Monoprix a récemment lancé un principe de vente par abonnement, astucieusement baptisé Monopflix, conçu pour faciliter la vie quotidienne de ses clients et récompenser leur fidélité. Une fois la durée de leur abonnement choisie (un mois, 9,90€, six mois, 49,90€, un an, 99,90€), les abonnés bénéficient d’une remise immédiate de 10% lors de leur passage en caisse et pour leurs achats en ligne réalisés sur Monoprix Plus dont les clients franciliens bénéficient aussi de la livraison offerte. Un service client sur WhatsApp est également mis à leur disposition pour mieux répondre à leurs attentes. Depuis le 20 septembre, Carrefour propose le même principe dans ses magasins de Rouen avec une remise de 15% sur les produits à sa marque.

Qu’en penser ?

Casino a été la première enseigne à tester le principe de l’abonnement (en 2019) et sans doute avec succès puisqu’aujourd’hui, c’est au tour de Monoprix, qui appartient au même groupe, de le proposer Ce principe étant déjà largement répandu (jusqu’aux domaines de l’automobile et de la mode), pourquoi ne s’étendrait-il pas aux achats quotidiens ? L’abonnement, c’est, pour les enseignes, de la fidélité (un peu contrainte diront certains) et l’opportunité de renforcer leur relation avec leurs clients (comprenez : récupérer des données sur leur comportement) et, pour ces derniers, des prix, des services, des récompenses et le sentiment d’être traité différemment.
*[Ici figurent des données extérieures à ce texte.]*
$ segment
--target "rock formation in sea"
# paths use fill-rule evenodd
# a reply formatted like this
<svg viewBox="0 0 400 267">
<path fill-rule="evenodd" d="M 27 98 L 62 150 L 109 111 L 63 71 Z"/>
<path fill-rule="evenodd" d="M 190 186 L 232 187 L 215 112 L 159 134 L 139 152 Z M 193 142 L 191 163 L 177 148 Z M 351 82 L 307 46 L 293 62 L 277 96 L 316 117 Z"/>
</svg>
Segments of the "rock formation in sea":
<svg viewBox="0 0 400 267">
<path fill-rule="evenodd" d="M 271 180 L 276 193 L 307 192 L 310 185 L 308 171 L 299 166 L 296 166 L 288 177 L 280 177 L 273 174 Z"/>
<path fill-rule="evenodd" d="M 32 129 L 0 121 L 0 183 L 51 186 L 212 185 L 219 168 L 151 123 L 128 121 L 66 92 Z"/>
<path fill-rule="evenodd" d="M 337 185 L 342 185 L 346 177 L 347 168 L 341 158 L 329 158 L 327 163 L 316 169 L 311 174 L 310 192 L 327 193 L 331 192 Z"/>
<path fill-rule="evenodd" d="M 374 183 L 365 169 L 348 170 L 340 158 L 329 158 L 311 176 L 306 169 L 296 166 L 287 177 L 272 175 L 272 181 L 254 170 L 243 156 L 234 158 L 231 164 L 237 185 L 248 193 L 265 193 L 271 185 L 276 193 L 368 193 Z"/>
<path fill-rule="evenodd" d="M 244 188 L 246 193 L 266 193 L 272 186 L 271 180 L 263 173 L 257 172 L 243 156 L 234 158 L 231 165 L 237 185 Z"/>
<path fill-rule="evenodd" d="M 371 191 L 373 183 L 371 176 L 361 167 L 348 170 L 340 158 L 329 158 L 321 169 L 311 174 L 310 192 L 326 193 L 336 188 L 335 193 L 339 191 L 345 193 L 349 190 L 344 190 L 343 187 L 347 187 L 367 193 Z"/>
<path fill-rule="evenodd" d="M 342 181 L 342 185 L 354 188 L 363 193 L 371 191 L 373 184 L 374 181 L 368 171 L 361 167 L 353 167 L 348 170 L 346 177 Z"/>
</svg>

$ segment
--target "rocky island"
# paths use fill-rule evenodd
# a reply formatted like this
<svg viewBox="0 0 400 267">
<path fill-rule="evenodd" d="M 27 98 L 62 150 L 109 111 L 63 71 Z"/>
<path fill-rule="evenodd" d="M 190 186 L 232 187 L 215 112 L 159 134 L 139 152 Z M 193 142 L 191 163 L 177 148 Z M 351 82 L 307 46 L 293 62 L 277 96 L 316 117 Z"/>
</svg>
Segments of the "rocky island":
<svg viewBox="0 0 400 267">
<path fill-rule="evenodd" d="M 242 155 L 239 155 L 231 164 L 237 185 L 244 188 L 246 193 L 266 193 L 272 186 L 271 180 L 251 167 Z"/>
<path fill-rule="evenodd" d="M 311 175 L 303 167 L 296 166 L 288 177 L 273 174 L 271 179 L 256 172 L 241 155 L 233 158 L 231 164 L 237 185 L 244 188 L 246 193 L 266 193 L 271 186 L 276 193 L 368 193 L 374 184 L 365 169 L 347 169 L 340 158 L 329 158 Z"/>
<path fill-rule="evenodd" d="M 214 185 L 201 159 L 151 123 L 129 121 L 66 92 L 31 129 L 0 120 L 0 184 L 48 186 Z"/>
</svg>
Soit beaucoup d’avantages et une manière de consommer autrement qui répond bien aux attentes actuelles de réinvention. Peu à peu, l’abonnement redessine ainsi les contours de la consommation en gommant sa dimension transactionnelle (la bonne affaire est assurée) et en valorisant sa dimension relationnelle par une appartenance à un groupe. Une moindre attention portée aux prix et beaucoup d’attente de reconnaissance : pas loin de la relation enseigne-clients idéale.


En bref

Infarm, l’entreprise d’agriculture urbaine qui connaît la croissance la plus rapide au monde, prévoit de construire un nouveau site de production gigantesque pour approvisionner tous les retailers du Grand Londres en herbes et légumes à feuilles.


En bref

Kellog’s va ajouter sur ses boites de céréales un code scannable permettant aux aveugles et aux malvoyants d’accéder aux informations sur la composition de ses produits grâce à la technologie vocale. Une première dans le secteur alimentaire.


En bref

Honda, via la start-up Ashirase, Inc., développe actuellement un système de navigation GPS fondé sur des vibrations au niveau des pieds et des orteils. Un système autant conçu pour permettre aux usagers de garder les mains libres que pour aider les personnes malvoyantes à se déplacer.


L’attrape Œil

Comment expliquer le décalage (systématique) entre pouvoir d’achat perçu et pouvoir d’achat mesuré ? Selon un rapport de France Stratégie, une des explications possibles tient à l’augmentation des dépenses pré-engagées, c’est-à-dire les dépenses engagées par contrat (assurances, abonnements téléphone et internet, loyers, etc.). Entre 2001 et 2017, leur part est passée de 27% à 32% des dépenses totales des ménages français avec une hausse bien plus élevée pour les ménages pauvres que pour les ménages aisés (+10pts vs +3pts sur la période considérée).